Bobby makes a concerted effort to carve out and solidify his own lane, sonically speaking. However, in doing so he abandoned some of the most engaging elements of his discography that would have brought another dimension to a fairly rigid and uninventive project.

Conversely the track, She Don’t Know The Cost, is a genuine anthem, demonstrating the potential of his new sound and bringing some much welcomed energy to a project filled with languid, wallpaper music. It features vulnerable, reflective lyricism that is a commendable mainstay of this project. This, tied together with various skits that act as conceptual glue, flesh out a thematically tight piece with a digestible narrative.

The opening track Knocking On My Door embodies the curious nature of meeting someone new, bringing astral sounds and softly introducing the album’s themes. While the final track Lies provides an almost cinematic quality, featuring a patient build up followed by explosive synths reflective of many relationship’s conclusions.

Much of what lies between these two tracks act as filler. Booty, features dated vocals from Aimee Monroe that sound derivative of a ’00s pop R’n’B crossover.

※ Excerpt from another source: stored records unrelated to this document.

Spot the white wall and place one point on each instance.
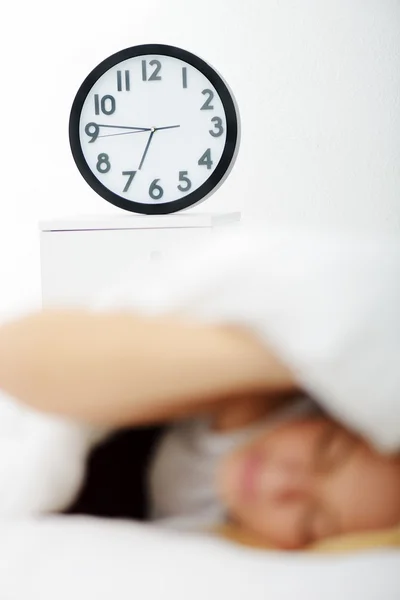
(317, 81)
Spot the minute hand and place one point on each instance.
(125, 127)
(169, 127)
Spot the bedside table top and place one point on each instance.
(133, 221)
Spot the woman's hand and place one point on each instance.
(120, 368)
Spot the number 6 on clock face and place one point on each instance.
(154, 129)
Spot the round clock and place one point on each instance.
(154, 129)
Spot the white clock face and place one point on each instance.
(153, 130)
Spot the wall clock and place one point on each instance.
(154, 129)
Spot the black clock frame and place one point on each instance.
(232, 124)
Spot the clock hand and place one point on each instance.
(124, 127)
(170, 127)
(147, 147)
(124, 133)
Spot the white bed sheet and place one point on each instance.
(331, 309)
(90, 559)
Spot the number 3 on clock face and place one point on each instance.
(154, 129)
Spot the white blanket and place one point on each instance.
(329, 304)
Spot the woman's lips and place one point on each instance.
(249, 476)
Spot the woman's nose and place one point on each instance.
(285, 481)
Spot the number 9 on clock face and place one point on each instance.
(154, 129)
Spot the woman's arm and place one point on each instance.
(119, 369)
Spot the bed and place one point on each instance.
(318, 299)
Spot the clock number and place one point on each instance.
(156, 192)
(92, 130)
(205, 160)
(207, 104)
(184, 77)
(183, 177)
(154, 76)
(106, 105)
(131, 175)
(127, 81)
(103, 163)
(218, 126)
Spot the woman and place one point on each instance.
(120, 367)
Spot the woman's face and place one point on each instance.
(308, 480)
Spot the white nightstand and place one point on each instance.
(80, 256)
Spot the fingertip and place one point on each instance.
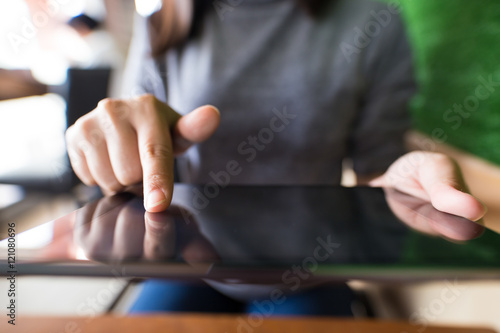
(156, 201)
(449, 199)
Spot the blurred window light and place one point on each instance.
(11, 15)
(146, 8)
(32, 134)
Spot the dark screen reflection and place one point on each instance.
(267, 226)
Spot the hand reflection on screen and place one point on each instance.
(118, 229)
(422, 216)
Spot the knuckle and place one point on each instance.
(83, 126)
(157, 151)
(146, 98)
(157, 180)
(128, 177)
(112, 187)
(106, 103)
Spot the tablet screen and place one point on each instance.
(245, 231)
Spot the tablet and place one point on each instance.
(261, 234)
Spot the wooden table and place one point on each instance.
(216, 323)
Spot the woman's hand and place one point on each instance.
(124, 142)
(433, 177)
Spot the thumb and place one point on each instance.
(442, 180)
(197, 126)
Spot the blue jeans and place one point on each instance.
(175, 296)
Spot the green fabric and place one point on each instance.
(455, 43)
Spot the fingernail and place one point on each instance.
(155, 199)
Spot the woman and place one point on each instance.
(300, 85)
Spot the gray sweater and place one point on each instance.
(297, 95)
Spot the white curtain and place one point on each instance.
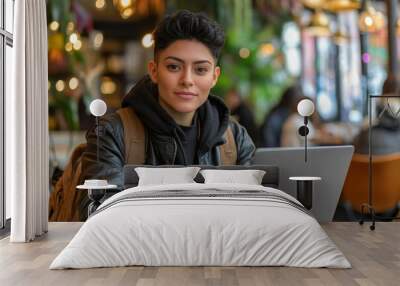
(27, 124)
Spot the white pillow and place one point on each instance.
(162, 176)
(248, 177)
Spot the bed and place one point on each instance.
(201, 224)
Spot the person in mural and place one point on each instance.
(184, 124)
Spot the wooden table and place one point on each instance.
(374, 255)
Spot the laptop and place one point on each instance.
(331, 163)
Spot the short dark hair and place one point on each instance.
(186, 25)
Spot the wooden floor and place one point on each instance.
(374, 255)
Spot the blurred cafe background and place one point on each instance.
(334, 52)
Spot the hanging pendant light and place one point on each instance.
(319, 25)
(341, 5)
(313, 4)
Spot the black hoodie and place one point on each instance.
(212, 116)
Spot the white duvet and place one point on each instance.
(183, 231)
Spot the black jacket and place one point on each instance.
(163, 136)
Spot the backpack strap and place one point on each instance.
(229, 150)
(134, 136)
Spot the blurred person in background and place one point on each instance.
(241, 112)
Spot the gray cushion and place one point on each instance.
(270, 179)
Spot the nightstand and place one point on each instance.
(304, 189)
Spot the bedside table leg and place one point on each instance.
(304, 193)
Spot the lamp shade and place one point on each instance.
(98, 107)
(305, 107)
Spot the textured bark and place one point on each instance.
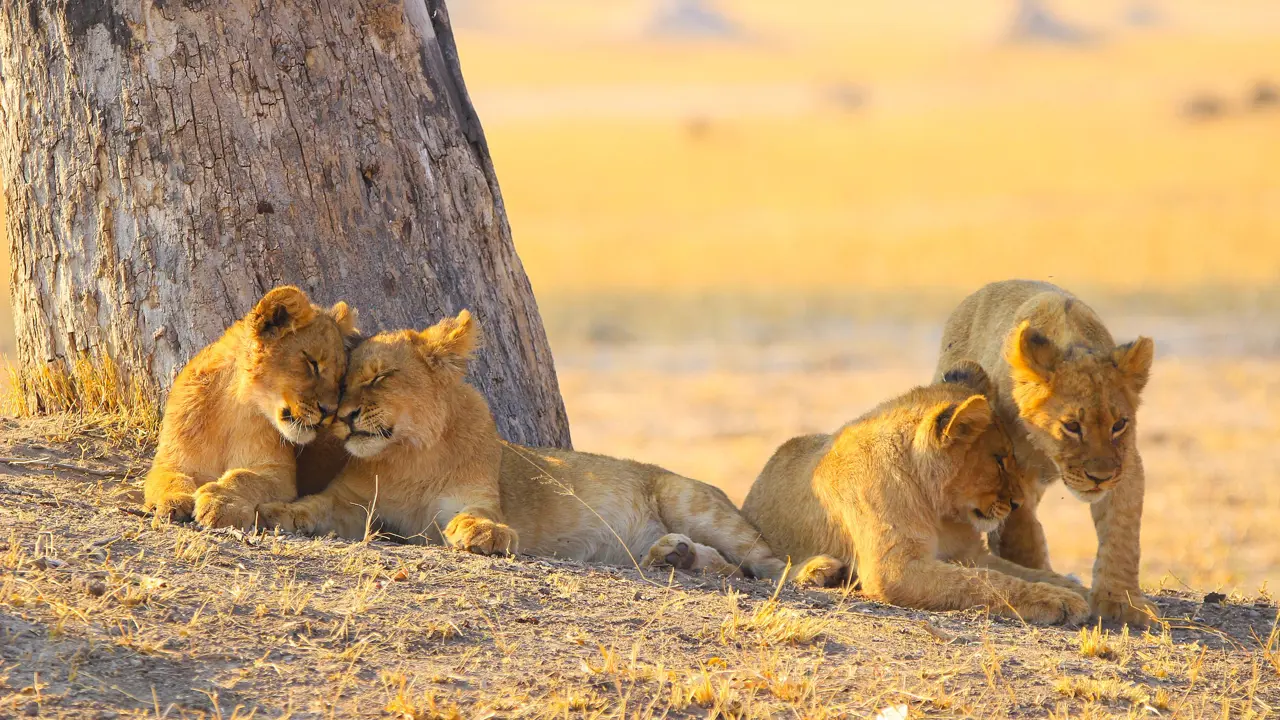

The production for the track Make Up endeavours to present a stripped back ode to natural beauty, but in reality comes across as bare and unfinished. The mixing is clean throughout and despite its predictable nature; the production does demonstrate the direction Bobby is heading in.

As an artist Bobby demonstrated his willingness to embrace a new style on ‘Isaac Nelson’, however, in this attempt to develop a new sonic identity he left behind much of what made his music enticing.